The Member of Parliament for North Tongu in the Volta Region, Samuel Okudzeto Ablakwa, has called for the employment freeze proposed in the 2023 budget not to prevent the government from finding ways to employ the teeming numbers of unemployed Ghanaian youth.
In a post on his Facebook wall reacting to Ken Ofori-Atta’s budget presentation, the National Democratic Congress (NDC) legislator and former Deputy Minister said the government should work round the clock to expunge the ghost names on its payroll and replace those expunged with young Ghanaians.
According to him, there are tons of exceptionally talented but unemployed youth and solving the ghost names issue would be a way to get them into the workforce.
Okudzeto Ablakwa said: “As govt announces a total freeze in public sector jobs, it is most depressing to note that the perennial canker of unapproved/ghost workers still dominates govt payroll. The 2023 Budget reveals that a massive 6,157 ghost workers were expunged in the first half of this year alone.
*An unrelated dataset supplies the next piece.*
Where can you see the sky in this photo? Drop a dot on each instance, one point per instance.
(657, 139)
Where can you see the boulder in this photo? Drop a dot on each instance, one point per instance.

“Ghana needs a permanent scientific ghostbusters solution so we can replace the thousands of ghosts with real desperate but exceptionally talented unemployed youth instead of merely announcing a total freeze in public sector jobs.”
The Minister of Finance, Ken Ofori-Atta in reading the 2023 budget on November 24, 2022, said his outfit will halt the employment of personnel in the country’s civil and public service from January 2023.
He explained that the decision is part of expenditure-cut measures being adopted by the government to address the current economic challenges.
“A hiring freeze for civil and public servants. No new government agencies shall be established in 2023,” Ken Ofori-Atta said.